A very interesting aspect of this film is the way it presents this small village, in which the story is set. While the film is showing us a Germany controlled by Nazis, it is not often you get to see a town that filled with people that are not automatically accepting of this regime. It is one thing to say that some people were just following orders and delve into why that is an issue, but this is a film that shows the real struggles for a regular town to attempt to strive in the face of a ruling government body that they did not necessarily sign up to be a part of. The film has a very clear focus, which relies on a young girl and a family that are all against the Nazis, but I still found it interesting to see something different in regards to how a Nazi-controlled territory was reacting to their state of being.
Where it becomes a challenge to really accept this film as a very strong piece of work is in the production surrounding the interesting story and well-acted characters. A key thing to note is the film’s narrator, which is Death. Voiced by Roger Allum, Death (as a character) provides narration during the film, but it only occurs in a minimal capacity, making me wonder whether or not there were others ways this film experimented with what I am sure worked much better in the book, only to attempt it at the capacity we see it. The Book Thief also has a beautiful score by John Williams that seems like a step too far in some cases. It is not that the score is bad, but the film feels fairly small in scope compared to what Williams has composed, which especially doesn’t help when the film has the need to really emphasize its drama with scenes that reek of cliché.

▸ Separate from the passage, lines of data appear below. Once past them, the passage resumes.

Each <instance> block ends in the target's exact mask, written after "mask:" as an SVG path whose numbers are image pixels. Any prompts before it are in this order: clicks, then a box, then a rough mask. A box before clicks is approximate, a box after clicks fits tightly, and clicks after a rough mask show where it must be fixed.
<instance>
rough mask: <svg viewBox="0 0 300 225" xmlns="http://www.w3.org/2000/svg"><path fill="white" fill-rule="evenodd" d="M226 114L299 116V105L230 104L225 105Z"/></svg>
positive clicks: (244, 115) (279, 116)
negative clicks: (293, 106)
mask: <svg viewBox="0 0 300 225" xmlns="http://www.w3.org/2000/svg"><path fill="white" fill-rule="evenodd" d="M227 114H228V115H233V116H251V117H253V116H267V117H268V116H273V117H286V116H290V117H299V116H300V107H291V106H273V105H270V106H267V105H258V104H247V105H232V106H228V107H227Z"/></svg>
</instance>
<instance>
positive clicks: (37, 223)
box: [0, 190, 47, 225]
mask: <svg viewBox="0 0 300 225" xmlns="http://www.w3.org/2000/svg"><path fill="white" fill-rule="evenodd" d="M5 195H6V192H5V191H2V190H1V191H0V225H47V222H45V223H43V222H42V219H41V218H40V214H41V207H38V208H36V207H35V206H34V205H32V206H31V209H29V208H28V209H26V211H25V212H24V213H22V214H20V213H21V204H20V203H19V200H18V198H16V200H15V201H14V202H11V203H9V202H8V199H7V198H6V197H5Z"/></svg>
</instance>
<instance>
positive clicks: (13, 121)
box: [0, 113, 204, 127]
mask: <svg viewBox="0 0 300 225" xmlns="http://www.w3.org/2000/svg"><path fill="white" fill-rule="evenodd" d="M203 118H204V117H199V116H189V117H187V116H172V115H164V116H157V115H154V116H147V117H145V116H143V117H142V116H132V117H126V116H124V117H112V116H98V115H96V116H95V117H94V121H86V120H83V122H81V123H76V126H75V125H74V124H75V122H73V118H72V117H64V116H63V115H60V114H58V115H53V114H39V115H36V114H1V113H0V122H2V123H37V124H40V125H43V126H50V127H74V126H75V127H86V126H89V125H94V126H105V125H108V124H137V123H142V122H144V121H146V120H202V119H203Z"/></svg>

Putting these complaints aside, I did find myself engaged in the story, which allowed the film to have a proper effect on me overall. I was caught up with the plights of these characters and felt pleased by the time the film ended, given that The Book Thief very much wants to go for some emotional beats and I was willing to go along with it. Helping matters were the actors, who all provided strong work to support the story. Yes, The Book Thief preys on a lot of elements seen in films that are award hopefuls at this time of year, but that did not stop me from enjoying it for what it was, regardless.
Max: Words are life, Liesel. All those pages, they're for you to fill.